Le temps passa – très
vite, hélas- et John P. Malkovitch, d'un abord rude et
austère, après s'être lamenté de la perte
de son pays finit par s'acclimater et prendre ses aises, d'autant que
le major Pepito Ramirez l'avait pris sous ses ordres. En effet les
luftdragons de l'Aryenorden, comme le craignait Malkovitch et
moi-même commençaient à effectuer des raids sur
les villages côtiers de Mellonia, et je dus avec bien d'autres
me refugier vers l'intérieur des terres, tandis que les marins
et la flotte de Mellonia empêchaient toute invasion par la mer.

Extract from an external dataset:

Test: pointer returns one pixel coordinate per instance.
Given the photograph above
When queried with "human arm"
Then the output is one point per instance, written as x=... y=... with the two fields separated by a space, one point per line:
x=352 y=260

Il y eut des batailles navales, il y eut des morts et des blessés,
des larmes et du sang: mais j'admirai le courage et l'abnégation
de ces gens simples et marins admirables qui luttaient sur les lames
de l'océan contre l'envahisseur du nord. Le front naval tint
bon. Mais celui des airs prenait l'eau de toute part, comme une
vieille embarcation de jonc tressé provenant de mes terres
natales. Un jour John P. Malkovitch en voyant les luftfragons de
l'Ordre Noir prendre la direction de la capitale, Las Bananas,
s'envola avec son oiseau de fer à leur rencontre, et depuis
l'aérodrome ou bien les abris nous eûmes tous peur pour
le noble et courageux John P. Malkovitch, mais son oiseau de fer
était comme la tempête et l'éclair et ceux des
luftdragons qui ne furent pas terrassés durent s'enfuir, et
nous fimes fête à ce noble guerrier dont le bora était
si puissant, lorsqu'il revint parmi nous.

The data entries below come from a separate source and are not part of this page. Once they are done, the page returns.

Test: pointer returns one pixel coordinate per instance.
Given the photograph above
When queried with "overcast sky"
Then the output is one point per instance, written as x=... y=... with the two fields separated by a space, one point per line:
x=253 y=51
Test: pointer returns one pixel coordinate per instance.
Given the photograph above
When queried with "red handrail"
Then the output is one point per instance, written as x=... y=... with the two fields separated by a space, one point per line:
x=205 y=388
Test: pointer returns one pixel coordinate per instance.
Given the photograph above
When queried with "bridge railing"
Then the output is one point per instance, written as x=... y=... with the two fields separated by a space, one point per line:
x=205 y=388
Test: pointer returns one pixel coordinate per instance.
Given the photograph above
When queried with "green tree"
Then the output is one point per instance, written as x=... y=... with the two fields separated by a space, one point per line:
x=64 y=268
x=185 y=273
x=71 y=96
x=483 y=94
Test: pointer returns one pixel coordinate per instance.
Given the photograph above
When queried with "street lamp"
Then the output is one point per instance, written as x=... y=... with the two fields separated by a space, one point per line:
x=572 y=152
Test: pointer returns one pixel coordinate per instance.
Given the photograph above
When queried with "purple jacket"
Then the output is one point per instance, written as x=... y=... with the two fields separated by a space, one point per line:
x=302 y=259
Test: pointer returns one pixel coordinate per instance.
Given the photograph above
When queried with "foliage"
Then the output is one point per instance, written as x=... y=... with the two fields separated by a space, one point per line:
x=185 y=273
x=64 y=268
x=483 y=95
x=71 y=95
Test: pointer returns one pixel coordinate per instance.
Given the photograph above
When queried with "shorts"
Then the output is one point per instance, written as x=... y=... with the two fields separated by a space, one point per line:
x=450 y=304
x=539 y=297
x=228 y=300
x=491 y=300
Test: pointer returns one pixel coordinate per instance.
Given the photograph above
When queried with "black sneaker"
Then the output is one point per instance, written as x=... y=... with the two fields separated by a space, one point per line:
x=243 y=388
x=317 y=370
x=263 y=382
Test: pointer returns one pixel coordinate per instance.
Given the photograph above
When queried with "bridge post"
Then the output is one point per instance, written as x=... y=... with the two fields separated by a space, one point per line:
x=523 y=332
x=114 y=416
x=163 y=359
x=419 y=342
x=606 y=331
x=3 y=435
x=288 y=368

A ce moment le major Pepito
Ramirez de la Fuente y Roca prit la décision de faire étudier
le grand oiseau brillant de John P. Malkovitch, afin que les érudits
de ses laboratoires puissent en construire d'autres à
l'identique. Le guerrier du Te xas assura qu'il les aiderait de son
mieux, et s'engagea même à former les cavaliers qui
devraient chevaucher de telles montures. Grégorio Villa et
d'autres se portèrent volontaires, et moi je gardais le
silence car je n'aime pas le fracas des armes et le tonnerre des
grandes machines de fer. Je dis qu'il ne fallait pas répondre
à la violence par de la violence encore et toujours, car cela
ne faisait qu'attiser leur force et leur mana et seul s'imposait
celui qui avait répandu le plus de sang. Mais John P.
Malkovitch n'était pas d'accord – à dire la
vérité, personne n'était d'accord avec moi, et
même mon ami Grégorio gardait un silence gêné-
et il se mit en colère en criant très fort, ce qui me
mit mal à l'aise car toute forme de violence, même
verbale, m'effraye. Il parlait avec de grands gestes et lorsqu'on
l'écoutait on croyait entendre les dieux et les déesses
de son lointain Texas, et je me dis que ces derniers devaient être
terribles véritablement et leur bora surpuissant pour
insuffler une telle énergie chez l'un de ses enfants.
John P. Malkovitch déclarait
qu'il fallait au contraire répliquer à la violence du
sang par la violence du sang, et que seul son oiseau de fer pourrait
leur permettre de remporter la victoire des airs face aux cavaliers
de l'Ordre Noir du pays d'Illium. Il affirmait que les soldats et les guerriers des républiques de Mellonia alliés à
ceux des Iles Maroussia parviendraient peut-être à
repousser hors des frontières les assauts des hommes de
l'Aryenorden, mais que rien de cela ne pourrait être fait si
les cavaliers avec leurs luftdragons pouvaient contourner par les
airs nos lignes de défense. Alors je ne sus plus que dire ni
que répondre, de la même façon, réalisais-je
avec tristesse, que je n'avais su que dire ni que répondre
lorsque Tezcatlipoca autrefois m'avait chassé de mon trône
près de mes enfants par la force brutale et la ruse. Je sais
en effet depuis longtemps que moi, Quetzacoatl, j'abonime toute forme
de violence et j'ai l'esprit d'un enfant.